HSBC Downgrades India to Underweight Amid Inflationary Pressures and Delayed Recovery
- HSBC has downgraded India to underweight from neutral, citing inflationary pressures from elevated oil prices and demand as key concerns, marking its second downgrade in less than two...
- The brokerage anticipates a delay in India's economic recovery, with potential earnings cuts expected to impact valuations despite recent market sell-offs.
- This downgrade reflects weakening relative attractiveness for Indian equities compared to regional peers, as headwinds erode India's standing versus the rest of the region.
HSBC has downgraded India to underweight from neutral, citing inflationary pressures from elevated oil prices and demand as key concerns, marking its second downgrade in less than two months.
The brokerage anticipates a delay in India’s economic recovery, with potential earnings cuts expected to impact valuations despite recent market sell-offs.
This downgrade reflects weakening relative attractiveness for Indian equities compared to regional peers, as headwinds erode India’s standing versus the rest of the region.
Reasons for Downgrade
HSBC cited ongoing West Asia conflict as refocusing attention on downside growth risks, given India’s significant reliance on imported energy.
The brokerage noted that growth has shown signs of improvement in the last two quarters but expects the recovery from hereon to be delayed.
Valuations have fallen materially from their peak, but HSBC warned they will rise again as earnings cuts come through, stating that without anticipated cyclical acceleration in growth, valuations are likely to remain a constraint.

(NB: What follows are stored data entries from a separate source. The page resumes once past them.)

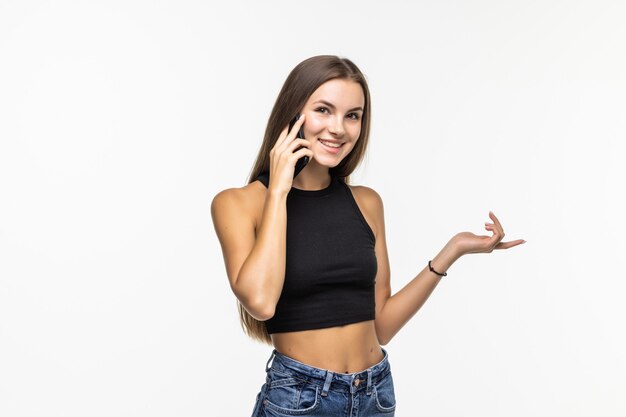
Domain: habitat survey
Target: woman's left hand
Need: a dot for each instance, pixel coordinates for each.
(467, 242)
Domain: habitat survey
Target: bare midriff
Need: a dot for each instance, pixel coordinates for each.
(343, 349)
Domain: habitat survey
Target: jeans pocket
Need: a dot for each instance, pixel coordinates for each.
(384, 394)
(291, 396)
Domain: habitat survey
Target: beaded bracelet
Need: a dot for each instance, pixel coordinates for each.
(432, 270)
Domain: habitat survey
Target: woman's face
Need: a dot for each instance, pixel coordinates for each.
(333, 120)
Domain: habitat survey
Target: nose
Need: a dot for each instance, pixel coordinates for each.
(336, 127)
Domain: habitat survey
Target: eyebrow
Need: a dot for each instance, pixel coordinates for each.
(331, 105)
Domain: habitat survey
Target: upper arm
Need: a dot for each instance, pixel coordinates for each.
(235, 228)
(373, 211)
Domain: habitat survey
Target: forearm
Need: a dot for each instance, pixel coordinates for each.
(261, 277)
(403, 305)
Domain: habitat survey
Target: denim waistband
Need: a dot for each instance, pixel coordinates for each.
(353, 382)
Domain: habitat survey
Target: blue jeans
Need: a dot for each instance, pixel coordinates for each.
(293, 388)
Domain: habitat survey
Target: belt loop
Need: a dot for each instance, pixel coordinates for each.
(267, 365)
(329, 377)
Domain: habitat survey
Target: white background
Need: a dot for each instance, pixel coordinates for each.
(120, 121)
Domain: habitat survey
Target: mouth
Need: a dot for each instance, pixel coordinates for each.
(331, 146)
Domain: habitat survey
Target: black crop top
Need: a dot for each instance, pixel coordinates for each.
(331, 267)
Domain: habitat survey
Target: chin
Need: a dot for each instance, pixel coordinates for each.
(328, 162)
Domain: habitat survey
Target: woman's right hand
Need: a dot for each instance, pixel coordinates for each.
(283, 158)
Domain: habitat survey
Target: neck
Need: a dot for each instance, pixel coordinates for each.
(312, 177)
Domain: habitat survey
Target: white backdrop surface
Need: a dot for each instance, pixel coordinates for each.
(120, 120)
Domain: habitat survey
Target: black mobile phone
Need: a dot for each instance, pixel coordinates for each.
(301, 163)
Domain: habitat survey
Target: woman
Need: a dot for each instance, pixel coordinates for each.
(306, 256)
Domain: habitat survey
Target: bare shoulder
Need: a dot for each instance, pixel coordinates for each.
(371, 205)
(243, 201)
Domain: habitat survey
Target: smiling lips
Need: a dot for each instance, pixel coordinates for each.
(330, 146)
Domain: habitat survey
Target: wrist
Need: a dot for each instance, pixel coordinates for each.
(446, 257)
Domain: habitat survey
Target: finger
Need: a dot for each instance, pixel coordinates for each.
(507, 245)
(296, 143)
(496, 222)
(294, 130)
(281, 137)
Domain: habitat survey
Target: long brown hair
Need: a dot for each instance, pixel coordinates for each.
(301, 83)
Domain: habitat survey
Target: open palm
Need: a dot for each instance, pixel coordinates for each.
(467, 242)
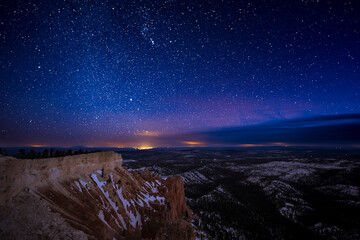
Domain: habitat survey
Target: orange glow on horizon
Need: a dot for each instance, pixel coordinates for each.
(37, 145)
(192, 143)
(144, 147)
(251, 145)
(148, 133)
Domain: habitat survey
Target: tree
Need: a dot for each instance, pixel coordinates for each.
(5, 153)
(22, 153)
(45, 153)
(32, 154)
(69, 152)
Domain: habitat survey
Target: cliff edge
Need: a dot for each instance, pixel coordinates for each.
(89, 196)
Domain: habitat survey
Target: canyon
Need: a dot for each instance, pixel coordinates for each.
(89, 196)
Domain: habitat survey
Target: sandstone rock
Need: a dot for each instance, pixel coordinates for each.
(89, 196)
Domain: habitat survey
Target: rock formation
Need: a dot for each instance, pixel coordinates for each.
(89, 196)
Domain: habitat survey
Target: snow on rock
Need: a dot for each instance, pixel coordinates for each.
(78, 185)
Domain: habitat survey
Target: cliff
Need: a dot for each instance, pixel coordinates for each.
(89, 196)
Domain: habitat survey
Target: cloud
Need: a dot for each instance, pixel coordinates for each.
(320, 130)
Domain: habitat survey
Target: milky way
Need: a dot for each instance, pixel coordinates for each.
(107, 73)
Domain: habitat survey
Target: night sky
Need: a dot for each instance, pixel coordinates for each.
(178, 73)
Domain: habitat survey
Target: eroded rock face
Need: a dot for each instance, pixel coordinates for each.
(90, 196)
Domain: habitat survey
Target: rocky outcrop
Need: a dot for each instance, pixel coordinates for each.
(89, 196)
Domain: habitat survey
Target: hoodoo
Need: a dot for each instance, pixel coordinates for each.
(89, 196)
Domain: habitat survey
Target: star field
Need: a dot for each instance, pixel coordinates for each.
(102, 73)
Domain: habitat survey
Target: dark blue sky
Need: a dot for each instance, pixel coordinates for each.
(128, 73)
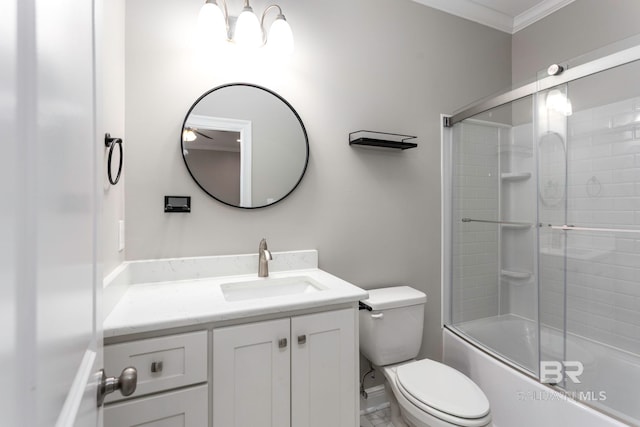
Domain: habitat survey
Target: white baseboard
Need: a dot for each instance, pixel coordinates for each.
(376, 400)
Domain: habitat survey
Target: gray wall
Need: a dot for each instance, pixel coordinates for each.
(386, 65)
(574, 30)
(111, 104)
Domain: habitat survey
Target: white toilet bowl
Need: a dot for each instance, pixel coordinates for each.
(431, 394)
(423, 393)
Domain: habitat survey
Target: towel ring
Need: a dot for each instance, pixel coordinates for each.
(111, 143)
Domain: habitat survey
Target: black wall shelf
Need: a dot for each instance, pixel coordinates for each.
(381, 140)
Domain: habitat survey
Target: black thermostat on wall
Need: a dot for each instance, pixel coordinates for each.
(177, 203)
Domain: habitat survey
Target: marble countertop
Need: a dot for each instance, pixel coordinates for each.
(146, 307)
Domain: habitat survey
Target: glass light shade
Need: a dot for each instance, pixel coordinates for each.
(212, 26)
(248, 33)
(281, 37)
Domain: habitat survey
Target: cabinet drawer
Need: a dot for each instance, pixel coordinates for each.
(183, 408)
(162, 363)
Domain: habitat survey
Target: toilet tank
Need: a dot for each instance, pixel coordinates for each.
(391, 324)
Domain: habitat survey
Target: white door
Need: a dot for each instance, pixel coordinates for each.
(50, 346)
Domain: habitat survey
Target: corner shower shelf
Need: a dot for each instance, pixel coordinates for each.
(381, 140)
(516, 150)
(516, 274)
(515, 176)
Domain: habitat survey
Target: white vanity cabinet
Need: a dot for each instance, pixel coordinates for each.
(172, 377)
(293, 372)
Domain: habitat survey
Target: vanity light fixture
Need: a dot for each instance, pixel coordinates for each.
(215, 24)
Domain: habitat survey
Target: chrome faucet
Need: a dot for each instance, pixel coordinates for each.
(264, 256)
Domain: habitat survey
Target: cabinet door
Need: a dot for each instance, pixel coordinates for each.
(184, 408)
(323, 369)
(251, 375)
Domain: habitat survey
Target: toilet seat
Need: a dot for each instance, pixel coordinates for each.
(443, 392)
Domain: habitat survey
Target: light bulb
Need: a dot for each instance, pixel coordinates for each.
(280, 36)
(248, 33)
(211, 26)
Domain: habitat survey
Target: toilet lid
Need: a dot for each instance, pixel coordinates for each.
(443, 388)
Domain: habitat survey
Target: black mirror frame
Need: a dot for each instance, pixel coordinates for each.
(304, 131)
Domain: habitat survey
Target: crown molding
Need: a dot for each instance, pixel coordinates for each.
(475, 12)
(537, 12)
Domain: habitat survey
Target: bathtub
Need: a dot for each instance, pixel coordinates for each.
(519, 400)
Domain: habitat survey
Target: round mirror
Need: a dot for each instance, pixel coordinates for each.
(244, 145)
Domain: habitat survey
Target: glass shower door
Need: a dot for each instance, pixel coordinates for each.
(494, 288)
(588, 134)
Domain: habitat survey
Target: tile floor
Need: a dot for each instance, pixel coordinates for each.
(381, 418)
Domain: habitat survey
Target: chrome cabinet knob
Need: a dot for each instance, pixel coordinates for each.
(126, 383)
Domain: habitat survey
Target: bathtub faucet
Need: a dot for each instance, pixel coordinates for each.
(264, 256)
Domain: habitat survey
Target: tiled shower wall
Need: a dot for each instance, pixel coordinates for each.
(475, 275)
(602, 268)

Market Impact and Opportunities
Despite the downgrade, HSBC sees opportunities in India’s private banks, base metals, and select healthcare companies.

The brokerage remains most bullish on China, Hong Kong and Singapore, while upgrading South Korea to neutral from underweight.
Other than India, Indonesia and Thailand are among HSBC’s least preferred markets.
Broader Context
HSBC had previously cut India to neutral late in March, citing less attractive risk-reward, after the March sell-off eased valuation concerns but expected pressure on corporate profitability could undo the advantage.
Foreign portfolio investors have already offloaded $18.5 billion of Indian stocks in 2026, after selling equities worth $18.9 billion last year, while domestic flows, particularly through SIPs, remain supportive.
HSBC expects stronger IPO activity after a seasonally weak first quarter may require a renewed pickup in foreign demand.